The best time would have been in 2019, the year after the streaming service signed a $365 million deal with Golden Boy Promotions, which promoted Álvarez then. DAZN had already signed an eight-year, $1 billion deal with Matchroom Boxing, a promoter based in England. The Golden Boy contract was supposed to deliver 11 Álvarez bouts, one of which, ideally, would have been a matchup with Golovkin. DAZN hoped the third bout, along with Álvarez’s long-term presence, would help drive subscriptions to their service and, eventually, make pay-per-view boxing events obsolete.

Instead, the relationship between Álvarez and Golden Boy disintegrated in a flurry of lawsuits, and Álvarez, now a free agent, has appeared on DAZN under a series of short-term deals with Matchroom Boxing. DAZN has also changed its stance on pay-per-view bouts, charging subscribers and new customers alike to watch Álvarez fight Bivol.

So for DAZN, the second-best time to stage Álvarez-Golovkin is right now, with its fledgling pay-per-view platform in need of premium content. Saturday’s bout will cost $84.98 for nonsubscribers, and $64.99 for people already subscribed to DAZN.

Last year, before his bout with Saunders, Álvarez coolly parried a question about another Golovkin match, explaining that he had nothing to prove after winning in 2018, and that he might consider the fight if it made business sense.

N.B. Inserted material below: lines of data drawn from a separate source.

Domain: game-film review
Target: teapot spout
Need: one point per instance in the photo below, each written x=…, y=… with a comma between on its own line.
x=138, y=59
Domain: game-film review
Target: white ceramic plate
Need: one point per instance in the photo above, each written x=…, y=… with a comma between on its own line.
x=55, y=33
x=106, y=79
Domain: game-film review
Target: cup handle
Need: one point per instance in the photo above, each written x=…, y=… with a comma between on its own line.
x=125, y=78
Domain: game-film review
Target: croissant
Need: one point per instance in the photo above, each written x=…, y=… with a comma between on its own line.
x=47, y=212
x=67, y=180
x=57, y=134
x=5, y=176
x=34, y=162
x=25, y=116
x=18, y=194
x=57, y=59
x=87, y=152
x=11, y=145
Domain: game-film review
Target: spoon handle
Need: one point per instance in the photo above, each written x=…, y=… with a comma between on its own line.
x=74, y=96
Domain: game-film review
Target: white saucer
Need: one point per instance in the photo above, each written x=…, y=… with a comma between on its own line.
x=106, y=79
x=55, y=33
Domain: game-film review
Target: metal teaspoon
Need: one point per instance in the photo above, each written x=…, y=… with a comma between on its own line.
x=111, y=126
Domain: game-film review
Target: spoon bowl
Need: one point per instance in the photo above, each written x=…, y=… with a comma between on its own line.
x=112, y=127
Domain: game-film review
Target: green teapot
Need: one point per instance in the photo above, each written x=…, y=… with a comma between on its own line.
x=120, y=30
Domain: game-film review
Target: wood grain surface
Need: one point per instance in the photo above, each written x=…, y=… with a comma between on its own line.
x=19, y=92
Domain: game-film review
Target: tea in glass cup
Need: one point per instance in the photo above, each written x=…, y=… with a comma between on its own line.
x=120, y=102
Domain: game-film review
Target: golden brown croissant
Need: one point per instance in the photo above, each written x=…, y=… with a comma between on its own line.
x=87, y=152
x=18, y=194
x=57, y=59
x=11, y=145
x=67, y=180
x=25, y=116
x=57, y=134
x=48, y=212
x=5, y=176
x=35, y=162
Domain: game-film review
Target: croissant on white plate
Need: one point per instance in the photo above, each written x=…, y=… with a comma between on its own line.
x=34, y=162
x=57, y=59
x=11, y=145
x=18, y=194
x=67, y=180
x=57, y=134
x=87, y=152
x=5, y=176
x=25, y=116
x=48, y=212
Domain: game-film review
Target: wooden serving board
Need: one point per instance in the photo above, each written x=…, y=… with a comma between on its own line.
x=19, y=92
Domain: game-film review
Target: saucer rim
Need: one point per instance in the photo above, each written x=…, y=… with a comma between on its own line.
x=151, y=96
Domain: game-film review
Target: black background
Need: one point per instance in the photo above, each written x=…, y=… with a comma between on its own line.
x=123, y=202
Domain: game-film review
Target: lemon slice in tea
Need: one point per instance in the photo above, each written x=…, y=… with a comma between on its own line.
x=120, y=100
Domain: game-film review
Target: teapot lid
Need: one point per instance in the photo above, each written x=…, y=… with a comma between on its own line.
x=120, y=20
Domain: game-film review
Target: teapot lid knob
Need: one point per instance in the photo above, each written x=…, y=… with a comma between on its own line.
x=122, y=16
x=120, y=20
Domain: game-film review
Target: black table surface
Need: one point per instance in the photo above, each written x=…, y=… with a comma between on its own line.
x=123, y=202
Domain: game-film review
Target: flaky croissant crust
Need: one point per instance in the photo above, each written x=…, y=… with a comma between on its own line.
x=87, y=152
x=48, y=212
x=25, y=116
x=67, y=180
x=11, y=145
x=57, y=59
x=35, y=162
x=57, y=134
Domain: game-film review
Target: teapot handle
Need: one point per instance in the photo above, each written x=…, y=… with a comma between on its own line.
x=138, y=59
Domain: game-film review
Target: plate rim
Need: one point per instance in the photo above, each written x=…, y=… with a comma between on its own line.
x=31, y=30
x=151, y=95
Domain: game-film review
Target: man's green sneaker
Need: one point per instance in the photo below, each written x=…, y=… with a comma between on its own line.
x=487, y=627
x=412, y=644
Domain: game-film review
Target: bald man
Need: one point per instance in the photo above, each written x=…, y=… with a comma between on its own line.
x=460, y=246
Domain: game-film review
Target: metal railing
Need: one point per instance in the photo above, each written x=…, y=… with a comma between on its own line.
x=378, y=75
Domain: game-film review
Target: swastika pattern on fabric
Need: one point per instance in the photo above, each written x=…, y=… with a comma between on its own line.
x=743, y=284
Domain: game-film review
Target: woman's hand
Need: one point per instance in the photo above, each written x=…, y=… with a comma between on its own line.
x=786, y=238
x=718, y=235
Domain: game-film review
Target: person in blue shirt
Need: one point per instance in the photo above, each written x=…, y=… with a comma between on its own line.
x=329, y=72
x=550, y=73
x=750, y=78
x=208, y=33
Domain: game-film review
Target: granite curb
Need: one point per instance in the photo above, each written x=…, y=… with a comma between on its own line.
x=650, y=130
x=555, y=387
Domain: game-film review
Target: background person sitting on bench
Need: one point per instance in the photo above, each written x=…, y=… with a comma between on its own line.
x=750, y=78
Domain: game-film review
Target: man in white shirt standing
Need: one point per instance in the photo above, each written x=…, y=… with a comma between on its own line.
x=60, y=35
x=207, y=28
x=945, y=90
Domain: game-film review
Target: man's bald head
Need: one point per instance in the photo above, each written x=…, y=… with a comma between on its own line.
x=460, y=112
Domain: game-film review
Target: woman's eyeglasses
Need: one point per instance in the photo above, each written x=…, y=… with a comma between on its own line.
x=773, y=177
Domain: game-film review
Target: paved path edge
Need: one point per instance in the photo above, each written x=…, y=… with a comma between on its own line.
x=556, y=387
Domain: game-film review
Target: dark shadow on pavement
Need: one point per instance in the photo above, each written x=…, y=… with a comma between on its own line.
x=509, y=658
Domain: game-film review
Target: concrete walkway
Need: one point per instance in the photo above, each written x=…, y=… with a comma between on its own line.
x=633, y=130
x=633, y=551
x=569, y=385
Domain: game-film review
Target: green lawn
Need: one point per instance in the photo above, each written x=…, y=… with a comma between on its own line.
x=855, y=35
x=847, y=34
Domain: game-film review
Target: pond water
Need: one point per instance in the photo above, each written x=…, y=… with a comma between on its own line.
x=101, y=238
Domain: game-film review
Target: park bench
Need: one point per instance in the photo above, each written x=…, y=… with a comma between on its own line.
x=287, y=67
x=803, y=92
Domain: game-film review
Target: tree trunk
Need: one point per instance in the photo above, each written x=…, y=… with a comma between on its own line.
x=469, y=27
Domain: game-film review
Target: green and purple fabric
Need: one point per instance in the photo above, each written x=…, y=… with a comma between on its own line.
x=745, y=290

Golovkin does not believe it.

“Pretty much everything he says is nonsense,” Golovkin said. “It’s always nonsense. This fight has always been a priority. He’s being insincere.”

Álvarez, for his part, now says that fighting Golovkin again is about competition, not business, and that winning by knockout is a point of principle.

“I can promise it,” Álvarez said. “Why? Because I’m giving everything in the ring to stop this fight before 12 rounds and make clear who is the best. There won’t need to be a fourth fight.”